Boxing’s biggest name and its highest grossing fighter served 60 days of an 90-day sentence for misdemeanor domestic battery in a 98 square foot cell that is smaller than the maid’s bathroom in his sprawling Las Vegas mansion. He was released nearly a month early for good behavior but before you make too much of that just how much trouble can a guy get into when he’s in solitary confinement?
That solitude ended the moment Mayweather walked out the door into a wall of television lights before he slipped silently behind the wheel of his blue Bentley, 20 of his nearest and dearest at his side. Sporting a Fu manchu and wearing a grey hooded sweatshirt, Mayweather looked considerably fitter than his doctor, Robert Voy, testified under oath was possible during a court hearing asking Mayweather be released immediately because he didn’t like the detention center’s water or cuisine.
Voy testified Mayweather’s career was threatened by being in jail. Las Vegas justice of the peace Melissa Saragosa said “That’s the idea’’ and let the sentence stand. Judging from a photograph Mayweather sent out via Twitter not long after he was released, Voy may have had a point. The way Mayweather looked he may turn his back on boxing to take up bodybuilding. I have no idea what was in the water at the Clark County Detention Center but where can I get some? Much has changed since Mayweather disappeared behind bars. His nemesis, Manny Pacquiao, had his welterweight title stolen from him by three blind ringside judges only miles from Mayweather’s jail cell. A young upstart hoping to challenge him, Amir Khan, was knocked cold by little known Danny Garcia, taking away from Mayweather one of his fistic options for his return to boxing.
And his dear friend 50 Cent started a promotional company called TMT (The Money Team) during his absence, a company in which Mayweather figures to play a prominent role.

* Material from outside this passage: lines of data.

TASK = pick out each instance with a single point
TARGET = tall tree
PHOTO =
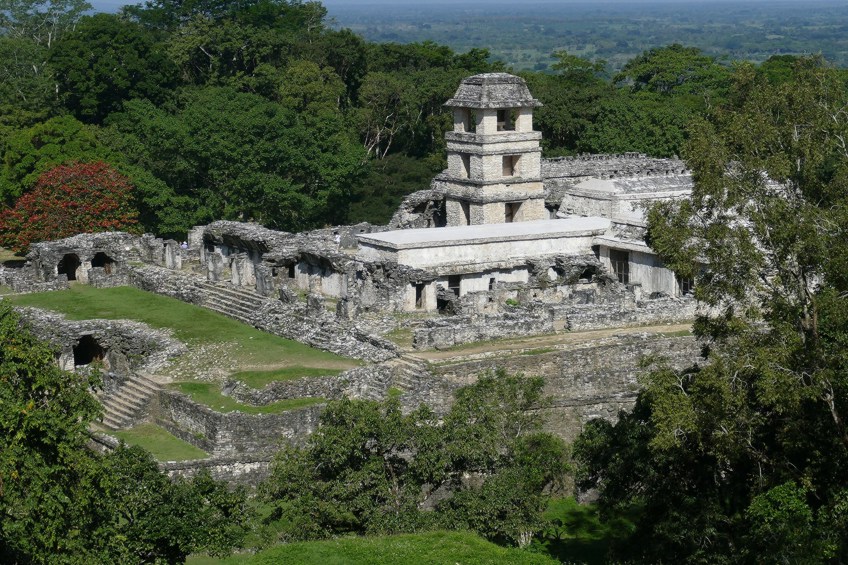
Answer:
(107, 60)
(725, 459)
(371, 469)
(67, 200)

Although Golden Boy Promotions has represented Mayweather’s interests in his last six fights it has never had a promotional contract with him and so it seems obvious he will try to do with 50 what Evander Holyfield failed miserably at with another rapper back in the day, M.C. Hammer.
Hammer had Holyfield and still went broke in boxing. 50 has Mayweather and reportedly Mayweather has a stable of young fighters ready to be promoted by TMT that includes Yuriorkis Gamboa, Andre Dirrell, Zab Judah, Andre Berto and, most importantly, Money Mayweather himself. If Mayweather thought two months in jail was tough let him try a few months really running a promotional company. Yet his decision to go it alone is similar to what Golden Boy’s founder, Oscar De La Hoya, did when he broke away from the clutches of his long-time promoter, Bob Arum.

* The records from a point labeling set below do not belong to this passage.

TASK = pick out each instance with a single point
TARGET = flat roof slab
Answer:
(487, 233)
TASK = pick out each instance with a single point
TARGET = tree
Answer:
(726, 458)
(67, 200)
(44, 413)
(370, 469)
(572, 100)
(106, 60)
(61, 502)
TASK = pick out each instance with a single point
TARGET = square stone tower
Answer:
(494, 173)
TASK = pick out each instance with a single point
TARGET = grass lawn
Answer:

Arum was furious at De La Hoya and it has colored his thinking about doing business with him ever since, although it hasn’t seemed to affect De La Hoya’s business as one of boxing’s biggest promoters. Yet despite Golden Boy’s success many in boxing believe it is the reason Mayweather and Pacquiao have failed to agree to what would be the largest grossing boxing match in the sport’s history.

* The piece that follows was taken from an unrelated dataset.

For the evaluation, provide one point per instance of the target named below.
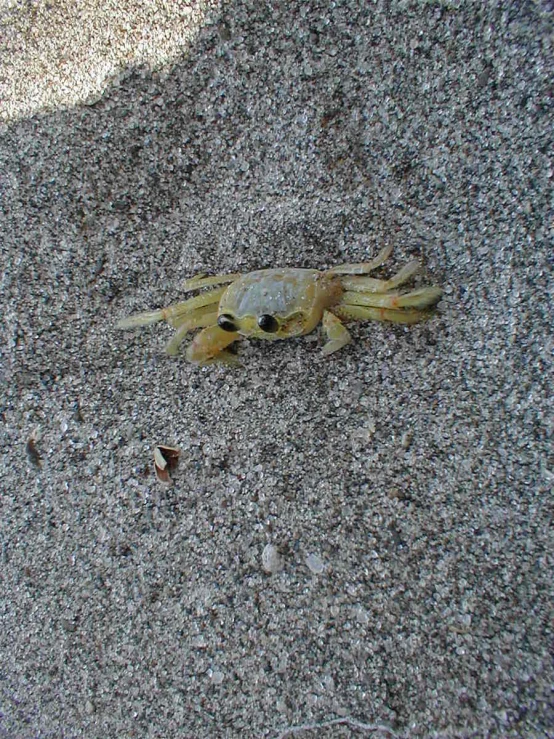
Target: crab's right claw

Whatever the truth of that, the fact Mayweather seems ready to go out on his own with a company that at the moment holds a promoter’s license only in New York (although one is pending in Las Vegas) won’t help any negotiations for a Pacquiao fight because Arum dislikes Mayweather only slightly less than he detests De La Hoya. The fact Pacquiao is now damaged goods after losing to Tim Bradley seems likely to further weaken the case for making that fight any time soon. Mayweather has yet to make known his boxing intentions. After winning a far more difficult struggle with Miguel Cotto than he anticipated, Mayweather hinted that he would fight again before the year is out but after two months behind bars he might well opt to wait until next year before resuming training.
If he does not fight again until next May, which has become a popular date for him, it would be the third time he’d taken a year off between fights. The wisdom of that remains in doubt because at 35 long layoffs can be counterproductive, especially for a counter puncher who relies on timing, speed and defense to win. Suggest that to Mayweather and he scoffs but then suggest a lot of things to Mayweather and he scoffs. It’s part of his charm.
For all the uncertainty swirling around him as he stepped into freedom for the first time in 60 days, some things remained familiar. Mayweather was still undefeated anywhere but in a court room and he was already more than $30,000 short, the price he allegedly paid to purchase an alligator handbag for his finance, Shantel Jackson. Who knew you could spend $30,000 on a handbag? And who would want to? That was only one of a number of items Mayweather bought from jail for his future bride’s birthday. Apparently the detention center’s water may have stunk but the internet service worked well.
So Money Mayweather is back on the streets. How soon before he’s back in boxing is anyone’s guess but if he keeps buying $30,000 handbags it won’t be that long.